Which came first: the flow of carbohydrates from leaf photosynthesis flowing down the inner bark of trees through phloem tissues bringing needed sugars into each of the tree’s cells from twigs to roots? Or: nitrogen and phosphorous atoms carried with water molecules defying gravity as they nudge each other up through the tree’s xylem conduits, transporting to busy, hungry leaves the beneficial solutions created by the symbiotic relationships between absorptive roots and the network of mycorrhizal fungi ubiquitous in nearly all soils?
Up and down the tree the nourishing resources go. Since trees do not have hearts to pump their life-sustaining liquid sustenance from the roots up through the xylem to the leaves, they rely on two processes to keep the nutrients flowing. The first involves the energy of the sun on a warm day. Leaves contain tiny pores on their underside called stomata where they take in carbon dioxide and give off oxygen and excess water. When the sun causes water to evaporate through the stomata of leaves, it creates a vacuum in the leaves and branches called transpiration-pull that draws water up to the leaves. Secondly, the water stays in a continuous stream due to hydrogen bonds in which negative and positive atoms of hydrogen and oxygen attract each other and hold the water molecules together. Transpiration-pull and the hydrogen bonds together create enough cohesive tension in the xylem to keep the liquid flowing all the way to the tops of the trees, even up to 380 feet in the tallest redwood tree in the world. That is quite a pull.

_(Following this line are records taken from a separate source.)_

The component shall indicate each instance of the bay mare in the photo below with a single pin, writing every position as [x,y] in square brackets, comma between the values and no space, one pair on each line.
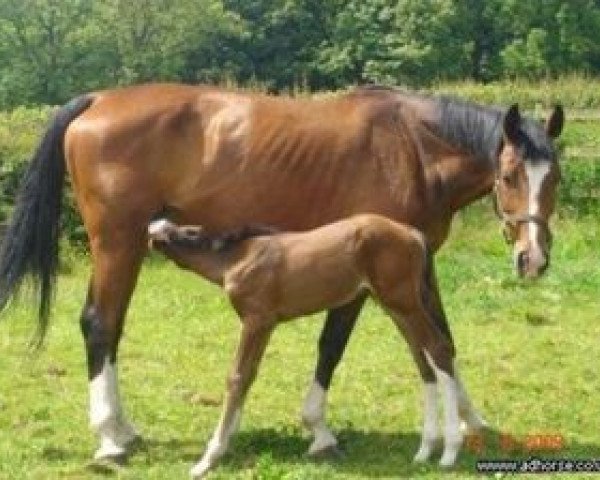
[271,277]
[223,159]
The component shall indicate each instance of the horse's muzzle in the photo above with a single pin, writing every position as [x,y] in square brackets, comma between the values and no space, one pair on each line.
[531,263]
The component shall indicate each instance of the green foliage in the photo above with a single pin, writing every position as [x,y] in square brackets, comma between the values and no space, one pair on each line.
[52,50]
[527,353]
[21,130]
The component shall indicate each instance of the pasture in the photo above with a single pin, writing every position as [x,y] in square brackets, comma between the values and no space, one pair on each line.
[527,351]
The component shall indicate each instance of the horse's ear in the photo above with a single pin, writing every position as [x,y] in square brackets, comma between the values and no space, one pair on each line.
[556,121]
[510,125]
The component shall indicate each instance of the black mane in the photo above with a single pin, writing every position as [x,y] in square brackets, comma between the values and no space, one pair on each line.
[474,128]
[471,127]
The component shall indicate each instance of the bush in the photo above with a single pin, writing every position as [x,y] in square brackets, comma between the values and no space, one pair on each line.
[21,129]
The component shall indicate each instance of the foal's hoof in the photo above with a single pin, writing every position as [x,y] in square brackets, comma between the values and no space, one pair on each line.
[200,469]
[135,444]
[328,453]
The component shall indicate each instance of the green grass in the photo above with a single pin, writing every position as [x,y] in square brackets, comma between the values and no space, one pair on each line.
[528,352]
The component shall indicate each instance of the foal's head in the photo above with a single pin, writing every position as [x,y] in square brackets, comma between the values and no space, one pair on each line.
[526,181]
[163,232]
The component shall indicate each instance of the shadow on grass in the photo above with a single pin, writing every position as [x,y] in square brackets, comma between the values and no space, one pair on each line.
[367,453]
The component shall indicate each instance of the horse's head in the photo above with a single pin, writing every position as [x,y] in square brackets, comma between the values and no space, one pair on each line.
[527,177]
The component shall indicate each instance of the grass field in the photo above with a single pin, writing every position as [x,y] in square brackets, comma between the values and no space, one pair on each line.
[528,352]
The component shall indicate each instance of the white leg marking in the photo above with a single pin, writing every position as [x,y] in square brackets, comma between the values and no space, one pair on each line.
[106,416]
[452,434]
[536,173]
[217,446]
[313,416]
[430,432]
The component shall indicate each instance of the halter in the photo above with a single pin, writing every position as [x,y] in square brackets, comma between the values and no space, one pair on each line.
[515,219]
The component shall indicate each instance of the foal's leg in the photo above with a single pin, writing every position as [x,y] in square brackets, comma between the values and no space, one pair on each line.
[116,261]
[253,341]
[430,433]
[433,303]
[442,365]
[334,337]
[426,340]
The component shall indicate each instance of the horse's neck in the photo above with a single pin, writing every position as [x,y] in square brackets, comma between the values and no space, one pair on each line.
[462,180]
[462,141]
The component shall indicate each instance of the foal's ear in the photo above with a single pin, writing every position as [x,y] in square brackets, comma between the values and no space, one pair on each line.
[511,122]
[555,122]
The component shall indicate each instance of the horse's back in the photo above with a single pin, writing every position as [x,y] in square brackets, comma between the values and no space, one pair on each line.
[223,158]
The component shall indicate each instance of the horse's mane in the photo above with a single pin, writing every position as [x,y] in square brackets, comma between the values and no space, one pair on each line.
[218,242]
[466,125]
[470,126]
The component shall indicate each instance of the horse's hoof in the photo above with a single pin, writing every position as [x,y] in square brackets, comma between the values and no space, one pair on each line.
[200,470]
[328,453]
[135,444]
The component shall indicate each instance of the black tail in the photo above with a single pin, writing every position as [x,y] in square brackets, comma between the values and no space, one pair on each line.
[30,246]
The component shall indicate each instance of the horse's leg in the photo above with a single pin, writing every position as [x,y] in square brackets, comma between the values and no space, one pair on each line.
[116,261]
[433,303]
[334,337]
[430,434]
[426,340]
[253,341]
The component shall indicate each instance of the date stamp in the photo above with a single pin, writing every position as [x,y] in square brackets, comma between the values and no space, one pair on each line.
[511,444]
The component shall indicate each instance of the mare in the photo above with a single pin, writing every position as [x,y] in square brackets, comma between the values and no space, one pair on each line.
[271,277]
[224,159]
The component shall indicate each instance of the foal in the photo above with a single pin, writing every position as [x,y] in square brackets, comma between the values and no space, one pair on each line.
[270,277]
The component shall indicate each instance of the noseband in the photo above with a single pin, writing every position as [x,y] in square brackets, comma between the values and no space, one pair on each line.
[515,219]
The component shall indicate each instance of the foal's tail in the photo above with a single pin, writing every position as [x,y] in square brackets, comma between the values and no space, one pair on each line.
[30,245]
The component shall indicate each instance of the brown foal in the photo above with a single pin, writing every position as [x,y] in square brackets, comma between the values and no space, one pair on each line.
[271,277]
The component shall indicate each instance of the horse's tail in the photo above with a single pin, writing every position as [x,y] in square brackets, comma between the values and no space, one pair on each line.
[30,245]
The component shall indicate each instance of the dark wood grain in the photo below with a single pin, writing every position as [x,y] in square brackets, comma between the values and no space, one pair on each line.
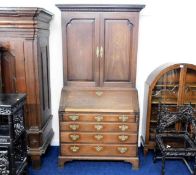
[99,102]
[25,68]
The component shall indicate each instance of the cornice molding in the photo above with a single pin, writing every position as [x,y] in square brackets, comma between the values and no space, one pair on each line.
[101,7]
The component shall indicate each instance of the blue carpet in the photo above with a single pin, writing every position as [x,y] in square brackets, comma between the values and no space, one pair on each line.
[147,167]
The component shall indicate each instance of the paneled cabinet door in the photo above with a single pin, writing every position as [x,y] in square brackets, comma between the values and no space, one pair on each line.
[81,33]
[118,48]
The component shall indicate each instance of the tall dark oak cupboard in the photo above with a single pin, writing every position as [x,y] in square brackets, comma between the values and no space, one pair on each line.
[99,109]
[24,68]
[100,45]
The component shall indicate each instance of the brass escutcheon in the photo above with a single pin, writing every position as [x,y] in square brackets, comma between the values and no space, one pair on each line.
[123,137]
[74,148]
[123,127]
[98,148]
[123,118]
[73,117]
[99,93]
[74,137]
[98,127]
[122,149]
[98,137]
[74,127]
[99,118]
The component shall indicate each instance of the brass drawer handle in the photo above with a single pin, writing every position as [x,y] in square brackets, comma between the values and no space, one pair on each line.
[99,118]
[98,127]
[74,149]
[123,118]
[98,137]
[99,148]
[123,127]
[74,127]
[123,137]
[122,150]
[73,117]
[74,137]
[99,93]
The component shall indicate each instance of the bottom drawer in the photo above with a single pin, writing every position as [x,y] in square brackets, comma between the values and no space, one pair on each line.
[98,150]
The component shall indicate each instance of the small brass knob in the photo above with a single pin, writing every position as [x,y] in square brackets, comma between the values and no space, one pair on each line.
[123,137]
[123,118]
[98,137]
[99,118]
[74,148]
[99,148]
[74,137]
[73,117]
[123,127]
[99,93]
[98,127]
[122,150]
[74,127]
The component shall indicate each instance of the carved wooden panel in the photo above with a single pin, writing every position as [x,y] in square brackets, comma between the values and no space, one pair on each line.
[82,40]
[118,41]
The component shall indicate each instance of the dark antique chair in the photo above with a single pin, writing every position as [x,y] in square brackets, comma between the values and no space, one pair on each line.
[172,143]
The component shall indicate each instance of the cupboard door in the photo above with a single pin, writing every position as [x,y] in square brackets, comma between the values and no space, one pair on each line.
[118,49]
[81,39]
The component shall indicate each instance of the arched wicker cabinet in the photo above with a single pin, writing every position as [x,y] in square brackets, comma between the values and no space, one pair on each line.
[169,84]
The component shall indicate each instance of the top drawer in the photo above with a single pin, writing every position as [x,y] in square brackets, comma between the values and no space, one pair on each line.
[100,117]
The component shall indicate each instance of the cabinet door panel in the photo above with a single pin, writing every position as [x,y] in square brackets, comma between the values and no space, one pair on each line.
[118,40]
[81,42]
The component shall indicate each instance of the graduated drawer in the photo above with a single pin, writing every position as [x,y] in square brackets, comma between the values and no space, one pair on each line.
[98,150]
[98,137]
[99,117]
[94,127]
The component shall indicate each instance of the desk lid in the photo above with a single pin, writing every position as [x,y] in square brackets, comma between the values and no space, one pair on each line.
[99,100]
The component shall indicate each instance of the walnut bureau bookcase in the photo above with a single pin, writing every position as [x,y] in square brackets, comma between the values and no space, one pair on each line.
[171,84]
[99,109]
[24,68]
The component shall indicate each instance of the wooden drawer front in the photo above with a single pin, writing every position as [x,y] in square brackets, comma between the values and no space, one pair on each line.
[109,127]
[98,137]
[98,150]
[99,118]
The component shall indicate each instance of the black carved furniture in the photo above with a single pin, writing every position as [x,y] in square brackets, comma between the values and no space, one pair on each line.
[172,144]
[13,149]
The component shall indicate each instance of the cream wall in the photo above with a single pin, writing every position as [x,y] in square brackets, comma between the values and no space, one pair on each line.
[167,34]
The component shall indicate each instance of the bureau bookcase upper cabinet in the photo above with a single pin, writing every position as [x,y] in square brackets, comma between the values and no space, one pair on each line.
[100,48]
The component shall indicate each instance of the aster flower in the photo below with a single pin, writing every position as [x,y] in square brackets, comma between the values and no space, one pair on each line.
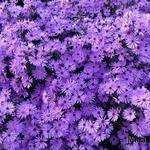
[25,109]
[129,114]
[113,114]
[39,73]
[132,42]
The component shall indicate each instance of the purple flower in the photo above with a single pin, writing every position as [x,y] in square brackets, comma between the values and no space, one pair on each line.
[39,73]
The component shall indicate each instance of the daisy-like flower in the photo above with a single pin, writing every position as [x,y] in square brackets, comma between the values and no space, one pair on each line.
[113,114]
[138,129]
[25,109]
[129,114]
[141,98]
[39,73]
[69,87]
[92,126]
[132,42]
[82,125]
[8,107]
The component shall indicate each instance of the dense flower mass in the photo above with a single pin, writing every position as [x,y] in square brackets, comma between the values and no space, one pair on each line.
[74,74]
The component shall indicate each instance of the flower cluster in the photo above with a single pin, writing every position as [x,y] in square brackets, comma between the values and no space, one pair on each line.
[74,74]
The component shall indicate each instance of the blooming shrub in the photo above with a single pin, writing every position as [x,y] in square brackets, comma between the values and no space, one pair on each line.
[74,74]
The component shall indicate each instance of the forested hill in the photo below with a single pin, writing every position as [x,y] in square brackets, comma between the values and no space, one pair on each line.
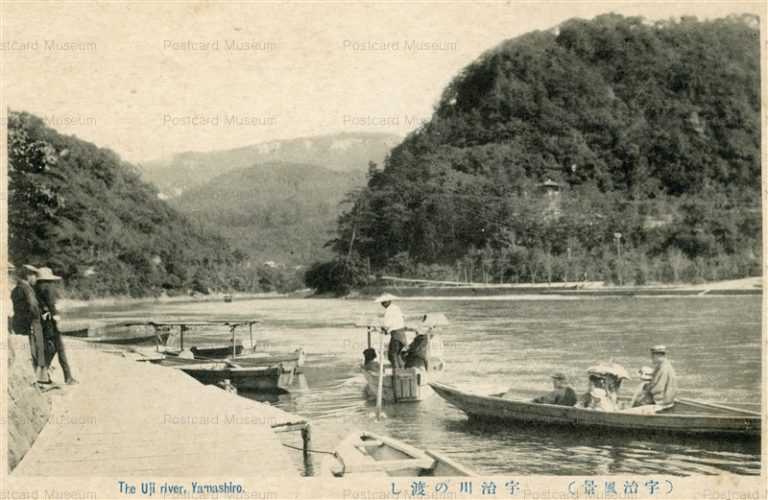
[344,152]
[650,130]
[281,212]
[79,209]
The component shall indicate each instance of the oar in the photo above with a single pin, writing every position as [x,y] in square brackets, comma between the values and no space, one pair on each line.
[706,404]
[381,376]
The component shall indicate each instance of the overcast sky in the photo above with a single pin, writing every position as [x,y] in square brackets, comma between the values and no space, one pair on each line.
[150,80]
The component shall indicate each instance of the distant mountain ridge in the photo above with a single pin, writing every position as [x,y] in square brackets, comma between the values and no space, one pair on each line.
[343,152]
[275,211]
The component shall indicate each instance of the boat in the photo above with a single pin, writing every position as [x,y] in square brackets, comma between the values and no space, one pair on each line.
[216,350]
[362,454]
[250,371]
[129,339]
[406,385]
[683,417]
[124,333]
[275,378]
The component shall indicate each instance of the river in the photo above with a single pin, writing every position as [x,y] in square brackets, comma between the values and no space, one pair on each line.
[494,345]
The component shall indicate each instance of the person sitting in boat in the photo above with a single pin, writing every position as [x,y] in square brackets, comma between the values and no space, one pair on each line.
[416,356]
[562,393]
[369,360]
[642,396]
[608,376]
[662,389]
[393,325]
[596,399]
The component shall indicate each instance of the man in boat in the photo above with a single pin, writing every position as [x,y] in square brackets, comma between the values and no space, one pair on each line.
[393,325]
[642,396]
[45,290]
[27,320]
[369,360]
[562,393]
[596,399]
[662,389]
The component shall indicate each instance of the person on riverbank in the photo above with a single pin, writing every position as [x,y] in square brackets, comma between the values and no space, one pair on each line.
[27,320]
[562,393]
[393,325]
[642,395]
[45,289]
[662,389]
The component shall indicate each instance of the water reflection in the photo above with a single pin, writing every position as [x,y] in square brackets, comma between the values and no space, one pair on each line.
[493,346]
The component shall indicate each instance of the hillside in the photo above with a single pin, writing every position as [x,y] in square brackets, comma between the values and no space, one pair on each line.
[84,212]
[281,212]
[345,152]
[648,132]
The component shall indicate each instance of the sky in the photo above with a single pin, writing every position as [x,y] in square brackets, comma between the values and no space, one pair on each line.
[152,79]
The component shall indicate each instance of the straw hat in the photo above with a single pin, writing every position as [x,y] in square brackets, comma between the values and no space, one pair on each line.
[597,393]
[559,376]
[646,373]
[45,274]
[387,297]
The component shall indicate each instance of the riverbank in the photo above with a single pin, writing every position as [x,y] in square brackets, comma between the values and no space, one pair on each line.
[745,286]
[130,419]
[69,304]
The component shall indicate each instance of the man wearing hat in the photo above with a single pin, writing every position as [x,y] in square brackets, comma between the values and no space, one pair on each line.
[45,289]
[27,320]
[662,388]
[393,324]
[562,393]
[642,395]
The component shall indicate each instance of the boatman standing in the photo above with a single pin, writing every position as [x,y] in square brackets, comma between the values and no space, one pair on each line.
[393,325]
[662,388]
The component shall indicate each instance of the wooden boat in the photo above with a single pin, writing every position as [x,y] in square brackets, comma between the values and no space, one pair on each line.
[128,333]
[407,386]
[252,371]
[244,378]
[137,339]
[217,351]
[293,361]
[684,417]
[364,454]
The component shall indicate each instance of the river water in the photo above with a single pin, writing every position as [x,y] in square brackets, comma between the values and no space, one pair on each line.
[494,345]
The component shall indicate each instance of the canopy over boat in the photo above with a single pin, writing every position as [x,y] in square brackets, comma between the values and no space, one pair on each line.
[684,417]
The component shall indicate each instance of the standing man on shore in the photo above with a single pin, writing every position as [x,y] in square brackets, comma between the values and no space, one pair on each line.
[45,289]
[393,325]
[27,320]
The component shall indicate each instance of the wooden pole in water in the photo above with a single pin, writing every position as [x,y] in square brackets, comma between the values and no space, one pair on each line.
[234,345]
[381,375]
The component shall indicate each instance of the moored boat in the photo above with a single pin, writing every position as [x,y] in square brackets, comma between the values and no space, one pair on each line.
[364,454]
[684,417]
[406,386]
[244,378]
[411,383]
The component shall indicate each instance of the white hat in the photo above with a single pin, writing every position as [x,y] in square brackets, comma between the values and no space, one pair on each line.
[45,274]
[646,373]
[387,297]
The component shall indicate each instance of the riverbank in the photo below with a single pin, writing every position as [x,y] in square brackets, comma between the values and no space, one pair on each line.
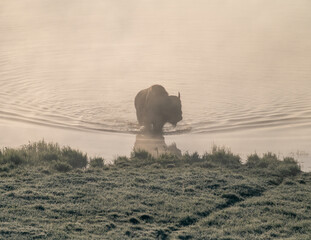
[110,145]
[46,192]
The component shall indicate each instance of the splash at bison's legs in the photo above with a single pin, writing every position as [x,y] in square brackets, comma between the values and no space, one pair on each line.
[157,128]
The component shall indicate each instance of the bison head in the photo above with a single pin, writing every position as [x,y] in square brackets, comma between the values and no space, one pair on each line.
[174,113]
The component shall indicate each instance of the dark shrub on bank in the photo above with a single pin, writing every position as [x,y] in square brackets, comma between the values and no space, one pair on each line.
[222,156]
[61,166]
[97,162]
[42,153]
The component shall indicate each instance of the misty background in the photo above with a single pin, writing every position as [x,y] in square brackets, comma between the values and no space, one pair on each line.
[242,68]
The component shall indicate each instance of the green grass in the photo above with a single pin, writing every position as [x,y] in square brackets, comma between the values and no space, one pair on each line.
[46,192]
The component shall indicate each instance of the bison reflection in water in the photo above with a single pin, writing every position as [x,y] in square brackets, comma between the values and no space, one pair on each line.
[154,108]
[155,145]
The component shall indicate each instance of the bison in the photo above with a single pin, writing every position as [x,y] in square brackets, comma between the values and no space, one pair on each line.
[154,108]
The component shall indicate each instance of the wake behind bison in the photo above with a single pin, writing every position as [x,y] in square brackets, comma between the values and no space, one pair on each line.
[154,108]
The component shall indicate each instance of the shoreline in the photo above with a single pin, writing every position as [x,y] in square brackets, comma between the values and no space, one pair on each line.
[111,145]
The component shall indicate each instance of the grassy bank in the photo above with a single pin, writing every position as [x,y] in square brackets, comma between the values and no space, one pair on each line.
[46,191]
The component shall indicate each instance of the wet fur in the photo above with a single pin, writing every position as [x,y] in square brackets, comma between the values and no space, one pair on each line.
[154,108]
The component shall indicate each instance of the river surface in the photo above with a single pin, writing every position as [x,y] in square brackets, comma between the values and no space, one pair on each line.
[69,70]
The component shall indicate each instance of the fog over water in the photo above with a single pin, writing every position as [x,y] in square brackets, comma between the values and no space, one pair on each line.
[72,68]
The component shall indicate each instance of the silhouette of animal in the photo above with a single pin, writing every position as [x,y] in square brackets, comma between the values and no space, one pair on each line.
[154,108]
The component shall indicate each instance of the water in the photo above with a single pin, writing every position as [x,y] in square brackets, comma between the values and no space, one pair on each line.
[242,68]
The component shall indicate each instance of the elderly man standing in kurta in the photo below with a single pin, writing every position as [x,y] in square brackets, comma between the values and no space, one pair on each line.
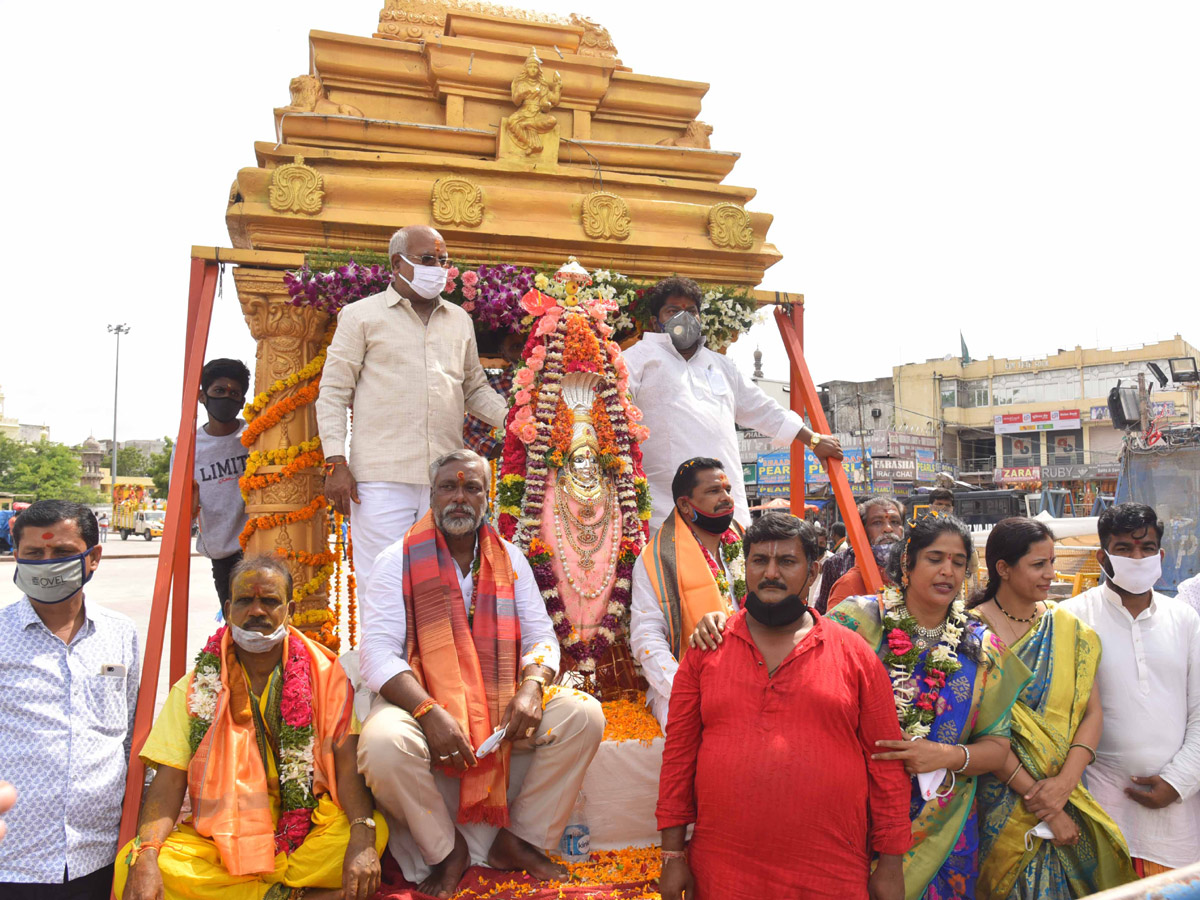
[407,364]
[460,648]
[694,399]
[262,736]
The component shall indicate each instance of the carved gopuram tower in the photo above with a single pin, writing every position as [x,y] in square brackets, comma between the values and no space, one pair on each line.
[521,137]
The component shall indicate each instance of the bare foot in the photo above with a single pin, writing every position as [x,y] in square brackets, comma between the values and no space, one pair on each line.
[443,881]
[510,852]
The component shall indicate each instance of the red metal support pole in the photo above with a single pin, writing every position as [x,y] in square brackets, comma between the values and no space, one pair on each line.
[841,490]
[796,399]
[177,533]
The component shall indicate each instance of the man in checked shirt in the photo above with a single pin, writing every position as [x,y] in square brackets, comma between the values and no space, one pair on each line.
[69,689]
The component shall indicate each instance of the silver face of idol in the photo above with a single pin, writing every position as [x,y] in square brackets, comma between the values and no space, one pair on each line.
[585,468]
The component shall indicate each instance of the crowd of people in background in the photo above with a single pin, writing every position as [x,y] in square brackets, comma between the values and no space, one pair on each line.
[951,736]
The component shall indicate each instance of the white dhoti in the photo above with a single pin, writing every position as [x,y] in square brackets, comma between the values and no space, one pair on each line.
[384,513]
[544,781]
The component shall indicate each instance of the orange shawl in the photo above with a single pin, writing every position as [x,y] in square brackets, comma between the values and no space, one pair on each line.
[227,778]
[682,581]
[471,670]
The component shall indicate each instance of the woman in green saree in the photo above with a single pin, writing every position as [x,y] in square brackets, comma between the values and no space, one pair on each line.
[1056,724]
[954,688]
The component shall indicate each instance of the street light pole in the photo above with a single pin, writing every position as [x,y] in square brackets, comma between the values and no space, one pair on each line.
[123,329]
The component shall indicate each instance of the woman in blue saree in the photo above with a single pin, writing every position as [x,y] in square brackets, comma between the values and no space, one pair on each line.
[954,690]
[1056,724]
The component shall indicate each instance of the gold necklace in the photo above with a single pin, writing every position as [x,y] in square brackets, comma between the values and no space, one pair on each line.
[587,531]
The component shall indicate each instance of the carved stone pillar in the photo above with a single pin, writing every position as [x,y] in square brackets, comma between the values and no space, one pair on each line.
[288,339]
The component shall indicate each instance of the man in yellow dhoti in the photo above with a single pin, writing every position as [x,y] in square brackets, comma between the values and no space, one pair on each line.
[262,733]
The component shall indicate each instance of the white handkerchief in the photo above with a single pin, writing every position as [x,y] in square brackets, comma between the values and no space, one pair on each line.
[930,781]
[490,743]
[1039,831]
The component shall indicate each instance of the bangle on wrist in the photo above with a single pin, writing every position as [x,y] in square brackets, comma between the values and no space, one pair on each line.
[1085,747]
[424,707]
[966,759]
[139,847]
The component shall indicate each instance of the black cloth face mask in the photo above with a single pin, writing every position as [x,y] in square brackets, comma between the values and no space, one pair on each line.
[222,409]
[713,525]
[786,612]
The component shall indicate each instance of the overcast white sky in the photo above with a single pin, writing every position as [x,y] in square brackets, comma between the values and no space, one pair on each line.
[1025,172]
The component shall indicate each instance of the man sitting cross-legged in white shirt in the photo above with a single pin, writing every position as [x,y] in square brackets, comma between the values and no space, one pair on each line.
[1147,763]
[459,645]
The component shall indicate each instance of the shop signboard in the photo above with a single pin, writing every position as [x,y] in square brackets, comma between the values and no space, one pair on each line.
[1099,472]
[927,466]
[1018,474]
[851,462]
[1023,448]
[774,468]
[892,468]
[1053,420]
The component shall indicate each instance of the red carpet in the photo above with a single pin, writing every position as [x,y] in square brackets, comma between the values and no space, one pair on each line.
[637,874]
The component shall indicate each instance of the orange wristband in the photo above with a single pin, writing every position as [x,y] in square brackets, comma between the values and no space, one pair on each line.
[424,707]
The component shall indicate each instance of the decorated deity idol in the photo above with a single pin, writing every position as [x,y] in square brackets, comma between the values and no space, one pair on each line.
[571,492]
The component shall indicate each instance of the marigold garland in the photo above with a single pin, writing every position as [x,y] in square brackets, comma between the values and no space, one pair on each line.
[275,413]
[630,720]
[304,461]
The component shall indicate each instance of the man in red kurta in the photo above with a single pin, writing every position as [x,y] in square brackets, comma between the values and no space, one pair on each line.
[768,749]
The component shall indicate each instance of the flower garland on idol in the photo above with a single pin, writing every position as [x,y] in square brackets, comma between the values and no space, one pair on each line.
[573,336]
[917,702]
[297,733]
[492,293]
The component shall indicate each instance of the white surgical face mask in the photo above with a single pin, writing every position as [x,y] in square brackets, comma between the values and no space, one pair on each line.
[1135,576]
[429,281]
[52,581]
[256,642]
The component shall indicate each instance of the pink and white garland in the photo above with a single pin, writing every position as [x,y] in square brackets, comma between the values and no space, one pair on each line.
[527,444]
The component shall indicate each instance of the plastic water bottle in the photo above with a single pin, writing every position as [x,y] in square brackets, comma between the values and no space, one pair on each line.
[576,843]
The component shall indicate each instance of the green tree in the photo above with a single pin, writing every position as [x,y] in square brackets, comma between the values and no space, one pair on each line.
[132,462]
[159,468]
[49,472]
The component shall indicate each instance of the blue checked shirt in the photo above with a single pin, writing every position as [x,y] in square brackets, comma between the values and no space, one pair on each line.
[65,732]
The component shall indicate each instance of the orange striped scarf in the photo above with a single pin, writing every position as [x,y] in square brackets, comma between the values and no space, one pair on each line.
[472,671]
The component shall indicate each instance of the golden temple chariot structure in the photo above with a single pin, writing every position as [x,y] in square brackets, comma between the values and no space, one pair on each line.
[520,136]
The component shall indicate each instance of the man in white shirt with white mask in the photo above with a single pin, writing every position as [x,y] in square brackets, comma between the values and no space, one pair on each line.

When the water, nitrogen, phosphorous, minerals and other elements drawn in through the roots reach the leaves, they aid them in the process of photosynthesis. In this process, the leaves take the nutrients, especially the water and minerals brought up from the tree’s roots, and combine them with photons of light from the sun and carbon dioxide from Earth’s atmosphere. This combination of above and below ground elements spark an ancient biological process that keeps all of us alive. Photosynthesis produces the sugars and other substances needed by the tree to grow and be healthy and then expels excess oxygen which we humans breathe to keep our blood flowing and our brains knowing.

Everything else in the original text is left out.